Une deuxième FAL A320 dans l’ex‑usine A380
Airbus a inauguré le 15 juin 2026 une deuxième ligne d’assemblage final modernisée (FAL) pour la famille A320 sur le site Jean‑Luc Lagardère, à Toulouse, dans l’ancien bâtiment dédié au programme A380. La cérémonie était présidée par Guillaume Faury, président exécutif d’Airbus, et Lars Wagner, directeur général de l’activité avions commerciaux, en présence du ministre français des Transports, Philippe Tabarot, de dirigeants du groupe et de plusieurs centaines de salariés.

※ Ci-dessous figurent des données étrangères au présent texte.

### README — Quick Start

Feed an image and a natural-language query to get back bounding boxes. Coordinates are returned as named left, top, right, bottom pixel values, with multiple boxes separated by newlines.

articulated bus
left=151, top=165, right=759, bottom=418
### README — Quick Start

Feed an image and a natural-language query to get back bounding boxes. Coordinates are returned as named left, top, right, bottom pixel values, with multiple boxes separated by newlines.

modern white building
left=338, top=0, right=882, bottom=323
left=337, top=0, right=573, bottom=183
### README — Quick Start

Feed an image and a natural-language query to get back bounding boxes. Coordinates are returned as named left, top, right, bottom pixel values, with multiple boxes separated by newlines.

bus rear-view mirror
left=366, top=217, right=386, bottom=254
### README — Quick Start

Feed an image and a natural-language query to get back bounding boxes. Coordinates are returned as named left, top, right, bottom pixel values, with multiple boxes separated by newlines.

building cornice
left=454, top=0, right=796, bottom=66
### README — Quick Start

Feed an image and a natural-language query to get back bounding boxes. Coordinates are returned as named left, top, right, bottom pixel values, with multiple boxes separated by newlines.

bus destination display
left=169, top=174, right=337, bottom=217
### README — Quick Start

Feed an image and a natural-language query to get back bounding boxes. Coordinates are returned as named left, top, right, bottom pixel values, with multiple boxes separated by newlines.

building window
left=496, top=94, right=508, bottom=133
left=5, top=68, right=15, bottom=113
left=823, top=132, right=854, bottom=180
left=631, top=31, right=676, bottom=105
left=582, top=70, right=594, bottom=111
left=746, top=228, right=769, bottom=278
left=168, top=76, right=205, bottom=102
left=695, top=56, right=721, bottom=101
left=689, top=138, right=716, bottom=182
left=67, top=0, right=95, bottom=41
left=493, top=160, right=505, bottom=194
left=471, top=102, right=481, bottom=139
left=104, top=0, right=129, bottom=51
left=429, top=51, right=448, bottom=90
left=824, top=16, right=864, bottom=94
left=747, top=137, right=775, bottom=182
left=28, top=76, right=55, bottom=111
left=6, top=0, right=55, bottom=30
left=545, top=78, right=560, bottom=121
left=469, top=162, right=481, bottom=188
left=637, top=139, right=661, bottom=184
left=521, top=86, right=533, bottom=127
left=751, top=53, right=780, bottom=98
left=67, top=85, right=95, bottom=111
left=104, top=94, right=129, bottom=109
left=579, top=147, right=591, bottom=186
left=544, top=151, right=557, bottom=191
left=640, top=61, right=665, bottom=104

« Donner vie à cette nouvelle ligne d’assemblage de la famille A320 ici, à Toulouse, est une fierté pour nous tous et une réussite remarquable pour nos équipes travaillant sur les avions commerciaux », a déclaré Guillaume Faury, cité par le communiqué d’Airbus. « Ce site apporte la flexibilité et la capacité nécessaires pour répondre à la forte demande du marché, en particulier pour l’A321neo, et pour soutenir notre trajectoire de montée en cadence vers une production de 75 appareils de la famille A320 par mois. »
Un réseau de dix lignes A320 dans le monde
Avec l’ouverture de cette deuxième FAL à Toulouse, Airbus achève son plan industriel visant à disposer de dix lignes d’assemblage final pour la famille A320, toutes opérationnelles en 2026. Ce réseau mondial est réparti entre quatre sites : quatre lignes à Hambourg (Allemagne), deux à Mobile (États‑Unis), deux à Tianjin (Chine) et désormais deux à Toulouse (France).
Ce maillage industriel doit permettre au constructeur européen de sécuriser sa montée vers un rythme de 70 à 75 avions de la famille A320 par mois d’ici la fin 2027, avant une stabilisation à la cadence 75. Comme rappelé lors de la présentation des résultats du premier trimestre 2026, cette montée en cadence reste conditionnée à la capacité de la chaîne d’approvisionnement, notamment des motoristes, à suivre le mouvement.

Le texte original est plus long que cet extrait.